The UK made substantial progress on child poverty reduction and child health during the 2000s, although teenage pregnancy rates and youth unemployment remained high. The share of children living in low-income households fell from 26% in 1998/9 to 18% in 2010/11. It is not surprising that the UK moved up to the middle of the ranking in UNICEF’s second assessment, which used data for the late 2000s. Yet the study expanded from 21 to 29 countries. Latvia and Romania – not included in the earlier report – now occupied the bottom rung of the ladder. Does it mean that the UK’s improvement was illusory? A closer look revealed that it rose four places among the 21 countries included in both studies. Only Portugal travelled further, as it moved up five places.
However, the latest UNICEF report shows that the UK made little progress on key child wellbeing indicators between 2010 and 2018. The share of young people not in education, employment or training remains at 10%, among the highest in the rich world. Although the measles immunisation rate increased by 4 percentage points to 88%, the UK is no longer ‘measles-free’. The rate of low birth weight remains at 7%, close to the OECD/EU average. Child poverty flatlined after more than 10 years of a downward trend. One in four (24%) children in the UK live in income poverty, one of the highest rates in the EU and the OECD. This varies from one in 10 children in Iceland to one in three in Turkey.
The last 10 years are the so called ‘lost decade.’ Children and families bore the brunt of austerity measures, as the child benefit was frozen, the ‘bedroom tax’ and the benefit cap were introduced, and the real value of working-age benefits and tax credits diminished, while state pensions were protected through the ‘triple lock’. Although the Child Poverty Act has not been formally repealed, the targets have been abandoned in 2015. The UN special rapporteur on extreme poverty and human rights, Philip Alston, noted in his 2019 report that the UK government policy changes since 2010 were unravelling two decades of progress on child poverty.
After sustained cuts to social spending, the UK now ranks 27th out of 41 in a separate league table of national conditions for a good childhood – policies and the overall national context. It fares worst in the policy component, ranking 35th on social protection, 30th on health and 24th on education. Yet the context indicators paint a more hopeful picture: the UK ranks 12th on the economy (national wealth and unemployment), 9th on society (social support and homicide), and 10th on the environment (air pollution and water quality).

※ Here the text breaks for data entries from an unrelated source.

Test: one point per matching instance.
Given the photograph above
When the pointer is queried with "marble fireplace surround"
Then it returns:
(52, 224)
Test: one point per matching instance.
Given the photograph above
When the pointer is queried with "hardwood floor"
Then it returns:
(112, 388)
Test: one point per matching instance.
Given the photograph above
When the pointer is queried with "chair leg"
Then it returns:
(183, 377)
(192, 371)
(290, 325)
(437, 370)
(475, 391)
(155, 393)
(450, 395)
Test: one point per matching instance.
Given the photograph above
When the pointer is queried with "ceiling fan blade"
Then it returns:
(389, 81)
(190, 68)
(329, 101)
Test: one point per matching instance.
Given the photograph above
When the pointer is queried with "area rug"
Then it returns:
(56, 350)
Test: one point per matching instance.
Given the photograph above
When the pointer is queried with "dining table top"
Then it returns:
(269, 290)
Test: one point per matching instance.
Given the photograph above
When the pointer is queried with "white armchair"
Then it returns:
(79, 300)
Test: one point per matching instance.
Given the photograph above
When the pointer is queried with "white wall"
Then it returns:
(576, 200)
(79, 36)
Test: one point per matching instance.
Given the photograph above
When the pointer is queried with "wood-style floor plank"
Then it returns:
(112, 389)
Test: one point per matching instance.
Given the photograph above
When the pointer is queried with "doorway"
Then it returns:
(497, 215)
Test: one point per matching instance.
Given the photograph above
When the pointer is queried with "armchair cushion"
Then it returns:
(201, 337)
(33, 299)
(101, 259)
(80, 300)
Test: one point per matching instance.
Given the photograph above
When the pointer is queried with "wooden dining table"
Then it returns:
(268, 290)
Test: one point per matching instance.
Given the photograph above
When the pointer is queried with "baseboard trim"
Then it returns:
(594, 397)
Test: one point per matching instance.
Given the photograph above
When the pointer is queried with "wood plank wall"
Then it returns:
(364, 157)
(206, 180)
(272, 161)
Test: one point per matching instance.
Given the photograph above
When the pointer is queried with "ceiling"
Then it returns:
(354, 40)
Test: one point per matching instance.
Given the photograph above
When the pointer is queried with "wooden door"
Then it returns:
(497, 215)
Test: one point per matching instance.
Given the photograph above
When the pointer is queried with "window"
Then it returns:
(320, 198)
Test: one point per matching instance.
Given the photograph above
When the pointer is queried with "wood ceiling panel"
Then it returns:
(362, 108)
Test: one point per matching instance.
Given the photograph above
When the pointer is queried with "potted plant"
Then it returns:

This is before the COVID-19 crisis decimated the economy, strained services, and put pressure on social cohesion.
Worlds of Influence shows that countries that did well on the national conditions tend to do well on children’s outcomes. It is not a perfect relationship, as other factors, not covered in the study, may influence child wellbeing. It also takes time for improvements in policies to translate into better outcomes. For example, some countries did poorly on outcomes despite good national conditions (e.g. New Zealand) and others did well on outcomes despite poor conditions (e.g. Spain). But the UK did about as well on child wellbeing as one would expect given its policies and context.